Broadcom Inc. and Meta Platforms Inc. officially announced an extension of their strategic partnership on April 22, 2026, to develop the industry’s first 2-nanometer (2nm) artificial intelligence compute accelerator. This collaboration marks a significant technical milestone in custom silicon production, as Meta transitions its infrastructure to support increasingly complex generative AI models and large-scale recommendation systems. The new 2nm AI chip is designed to provide a substantial increase in transistor density and energy efficiency compared to current 3nm and 5nm solutions.

The partnership leverages Broadcom’s established custom application-specific integrated circuit (ASIC) platform and its intellectual property portfolio in high-speed interconnects and memory interfaces. According to technical specifications released by Broadcom, the 2nm accelerator will utilize advanced gate-all-around (GAA) transistor architecture. This design is expected to deliver a 15% performance boost at the same power level or a 30% reduction in power consumption at the same speed when compared to the previous 3nm generation. The chip will also integrate next-generation High Bandwidth Memory (HBM) and Broadcom’s proprietary PCIe Gen7 and 1.6T Ethernet interconnect technologies to facilitate rapid data transfer across Meta’s massive GPU clusters.

Meta’s decision to co-develop 2nm silicon with Broadcom follows the successful deployment of earlier iterations of the Meta Training and Inference Accelerator (MTIA). By moving to the 2nm node, Meta aims to optimize its hardware-software stack for its latest Llama series models. The custom silicon is specifically architected to handle the specific compute requirements of Meta’s ranking and recommendation algorithms, which drive engagement across its social media platforms, as well as the intensive training needs of its multimodal AI initiatives.
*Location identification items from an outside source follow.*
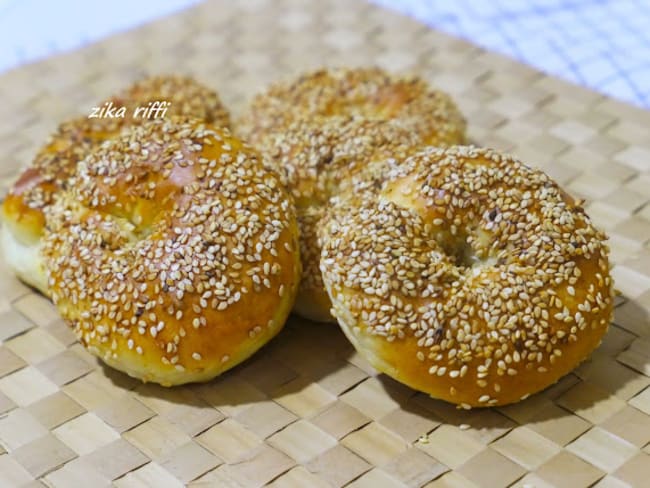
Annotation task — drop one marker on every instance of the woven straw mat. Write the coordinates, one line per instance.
(307, 410)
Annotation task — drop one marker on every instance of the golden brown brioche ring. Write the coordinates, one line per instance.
(316, 161)
(359, 92)
(326, 128)
(37, 187)
(468, 276)
(173, 254)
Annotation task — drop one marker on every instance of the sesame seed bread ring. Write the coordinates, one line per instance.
(468, 275)
(317, 160)
(38, 186)
(173, 254)
(370, 93)
(329, 127)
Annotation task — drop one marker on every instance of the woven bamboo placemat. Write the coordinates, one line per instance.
(307, 410)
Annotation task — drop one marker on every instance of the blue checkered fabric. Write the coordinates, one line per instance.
(601, 44)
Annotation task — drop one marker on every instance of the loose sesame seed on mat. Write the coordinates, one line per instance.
(307, 410)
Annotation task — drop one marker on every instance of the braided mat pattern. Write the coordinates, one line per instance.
(307, 410)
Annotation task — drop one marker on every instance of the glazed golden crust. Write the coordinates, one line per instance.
(468, 275)
(327, 129)
(73, 140)
(369, 93)
(173, 254)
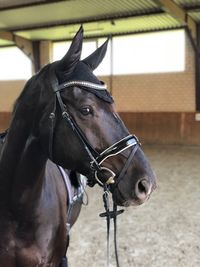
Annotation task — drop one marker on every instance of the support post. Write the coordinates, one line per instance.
(197, 69)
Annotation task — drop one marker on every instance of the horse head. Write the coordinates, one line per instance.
(81, 130)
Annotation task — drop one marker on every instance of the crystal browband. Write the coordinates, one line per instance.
(83, 83)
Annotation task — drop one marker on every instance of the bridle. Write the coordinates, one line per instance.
(96, 159)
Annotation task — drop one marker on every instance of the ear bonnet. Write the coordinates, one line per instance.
(72, 71)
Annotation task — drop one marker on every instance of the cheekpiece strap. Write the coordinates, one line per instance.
(90, 85)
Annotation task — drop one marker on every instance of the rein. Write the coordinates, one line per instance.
(96, 159)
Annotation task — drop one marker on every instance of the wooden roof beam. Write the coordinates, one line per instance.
(23, 44)
(179, 14)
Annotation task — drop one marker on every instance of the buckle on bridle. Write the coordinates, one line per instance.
(110, 180)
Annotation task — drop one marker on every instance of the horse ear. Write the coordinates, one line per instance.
(69, 61)
(97, 56)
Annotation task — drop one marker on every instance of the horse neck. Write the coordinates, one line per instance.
(21, 160)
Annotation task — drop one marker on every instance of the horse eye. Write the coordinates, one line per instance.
(86, 111)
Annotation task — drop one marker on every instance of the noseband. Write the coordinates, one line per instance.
(96, 159)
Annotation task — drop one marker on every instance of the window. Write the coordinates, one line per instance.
(136, 54)
(149, 53)
(14, 64)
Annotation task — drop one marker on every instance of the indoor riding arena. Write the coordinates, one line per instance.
(152, 71)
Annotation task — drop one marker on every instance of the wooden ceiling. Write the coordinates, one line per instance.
(58, 20)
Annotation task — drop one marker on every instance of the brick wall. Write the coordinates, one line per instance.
(162, 92)
(160, 108)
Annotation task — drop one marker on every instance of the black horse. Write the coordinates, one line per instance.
(63, 117)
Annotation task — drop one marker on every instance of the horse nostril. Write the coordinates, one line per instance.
(142, 189)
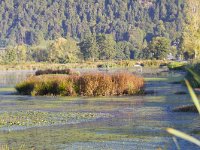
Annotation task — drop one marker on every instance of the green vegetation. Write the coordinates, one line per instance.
(193, 73)
(94, 84)
(39, 119)
(73, 31)
(177, 65)
(182, 134)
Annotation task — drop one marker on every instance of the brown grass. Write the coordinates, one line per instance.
(90, 84)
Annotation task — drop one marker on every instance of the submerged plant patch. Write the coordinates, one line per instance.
(39, 118)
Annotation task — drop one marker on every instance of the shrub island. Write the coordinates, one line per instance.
(88, 84)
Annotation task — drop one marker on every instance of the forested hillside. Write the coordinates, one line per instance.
(136, 21)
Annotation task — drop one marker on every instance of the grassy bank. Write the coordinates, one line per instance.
(91, 84)
(88, 64)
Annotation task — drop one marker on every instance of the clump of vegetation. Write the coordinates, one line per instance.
(90, 84)
(50, 71)
(153, 63)
(38, 118)
(177, 65)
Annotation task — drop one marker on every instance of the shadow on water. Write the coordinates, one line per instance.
(136, 122)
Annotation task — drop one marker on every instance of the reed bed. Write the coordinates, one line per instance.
(89, 84)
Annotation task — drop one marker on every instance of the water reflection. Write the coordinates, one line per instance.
(138, 122)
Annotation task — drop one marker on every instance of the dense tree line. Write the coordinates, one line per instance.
(72, 30)
(135, 21)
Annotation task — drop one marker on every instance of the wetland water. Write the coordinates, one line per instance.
(118, 123)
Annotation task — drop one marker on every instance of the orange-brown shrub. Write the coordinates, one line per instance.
(90, 84)
(126, 83)
(50, 71)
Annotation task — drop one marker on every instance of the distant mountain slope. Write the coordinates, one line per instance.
(136, 21)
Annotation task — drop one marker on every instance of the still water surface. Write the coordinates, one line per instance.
(135, 122)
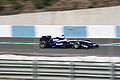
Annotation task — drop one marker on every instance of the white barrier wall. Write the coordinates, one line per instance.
(48, 30)
(69, 31)
(96, 16)
(101, 31)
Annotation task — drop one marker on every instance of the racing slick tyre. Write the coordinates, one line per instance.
(77, 45)
(96, 46)
(43, 44)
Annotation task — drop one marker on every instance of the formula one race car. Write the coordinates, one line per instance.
(47, 41)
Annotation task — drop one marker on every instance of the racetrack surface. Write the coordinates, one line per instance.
(34, 48)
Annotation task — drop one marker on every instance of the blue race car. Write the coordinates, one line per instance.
(47, 41)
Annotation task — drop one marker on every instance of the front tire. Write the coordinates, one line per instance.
(77, 45)
(43, 44)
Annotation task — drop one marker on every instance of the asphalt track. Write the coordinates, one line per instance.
(34, 48)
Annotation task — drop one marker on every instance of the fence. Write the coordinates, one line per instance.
(59, 69)
(96, 16)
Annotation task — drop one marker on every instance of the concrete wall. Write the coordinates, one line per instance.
(69, 31)
(96, 16)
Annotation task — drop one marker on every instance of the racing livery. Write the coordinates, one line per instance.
(47, 41)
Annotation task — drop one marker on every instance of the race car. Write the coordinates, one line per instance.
(48, 41)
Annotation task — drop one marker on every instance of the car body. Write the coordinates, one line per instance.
(47, 41)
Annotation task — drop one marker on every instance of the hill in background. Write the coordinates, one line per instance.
(9, 7)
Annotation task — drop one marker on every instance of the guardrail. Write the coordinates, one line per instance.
(59, 70)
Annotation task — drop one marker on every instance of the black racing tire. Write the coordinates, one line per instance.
(76, 45)
(43, 44)
(97, 46)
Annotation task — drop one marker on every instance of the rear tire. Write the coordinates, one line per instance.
(43, 44)
(77, 45)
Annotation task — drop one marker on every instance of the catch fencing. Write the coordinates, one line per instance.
(59, 70)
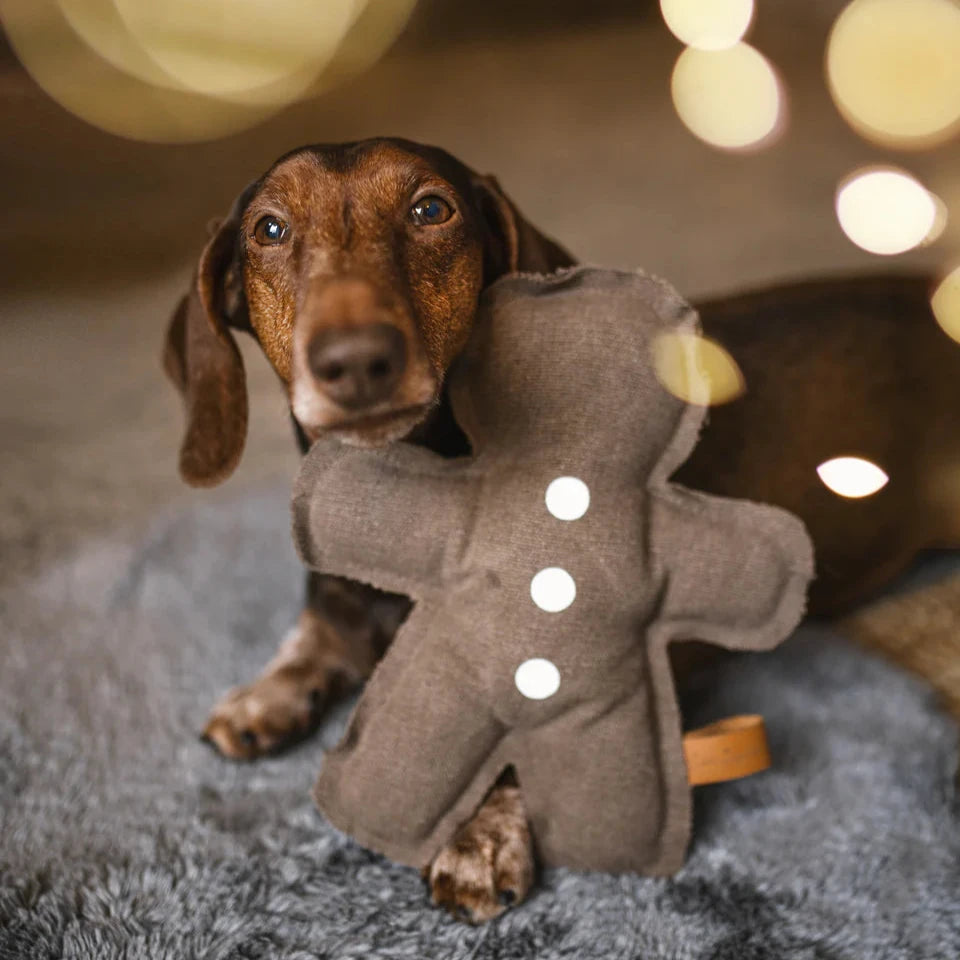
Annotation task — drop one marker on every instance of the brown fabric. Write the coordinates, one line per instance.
(556, 381)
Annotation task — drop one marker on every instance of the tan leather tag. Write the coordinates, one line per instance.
(726, 750)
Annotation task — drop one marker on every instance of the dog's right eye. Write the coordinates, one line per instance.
(270, 230)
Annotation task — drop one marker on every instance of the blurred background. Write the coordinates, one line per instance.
(718, 169)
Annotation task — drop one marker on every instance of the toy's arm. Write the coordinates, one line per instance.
(736, 572)
(394, 518)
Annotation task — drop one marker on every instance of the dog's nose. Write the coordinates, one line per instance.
(358, 366)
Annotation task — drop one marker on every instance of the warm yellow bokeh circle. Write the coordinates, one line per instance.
(893, 68)
(946, 304)
(696, 370)
(146, 77)
(885, 211)
(729, 98)
(708, 24)
(237, 49)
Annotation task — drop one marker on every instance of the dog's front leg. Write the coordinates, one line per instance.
(489, 864)
(341, 634)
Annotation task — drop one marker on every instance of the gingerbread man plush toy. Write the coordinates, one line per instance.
(550, 571)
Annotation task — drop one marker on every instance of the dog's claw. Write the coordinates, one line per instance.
(488, 867)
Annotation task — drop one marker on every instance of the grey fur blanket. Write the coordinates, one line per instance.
(122, 836)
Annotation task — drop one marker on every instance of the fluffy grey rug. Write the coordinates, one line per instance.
(124, 837)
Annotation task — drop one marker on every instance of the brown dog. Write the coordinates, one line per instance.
(358, 268)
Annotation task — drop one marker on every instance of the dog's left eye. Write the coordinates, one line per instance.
(431, 210)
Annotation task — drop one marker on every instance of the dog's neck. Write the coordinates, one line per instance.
(438, 432)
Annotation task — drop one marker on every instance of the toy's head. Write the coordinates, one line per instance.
(572, 376)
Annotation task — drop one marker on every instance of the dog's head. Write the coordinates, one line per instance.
(357, 268)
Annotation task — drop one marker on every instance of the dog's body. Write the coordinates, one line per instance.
(358, 269)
Broadcom’s President of the Semiconductor Solutions Group, Charlie Kawwas, stated that the 2nm project represents the pinnacle of the company’s co-design capabilities. He noted that the integration of Broadcom’s high-speed SerDes and optical interconnects within the 2nm package is essential for overcoming the memory wall and power wall currently facing data center operators. Meta’s Vice President of Infrastructure, Alexis Black Bjorlin, confirmed that the first silicon samples are expected to undergo testing by late 2026, with full-scale deployment in Meta’s global data center network slated for 2027.

This announcement solidifies Broadcom’s position as a primary provider of custom AI silicon for hyperscale cloud providers. Meta remains one of Broadcom’s largest customers in the ASIC space, alongside other major technology firms. The 2nm project will be manufactured using advanced lithography processes, with Broadcom managing the physical design, tooling, and supply chain logistics, while Meta provides the architectural requirements and software integration layers.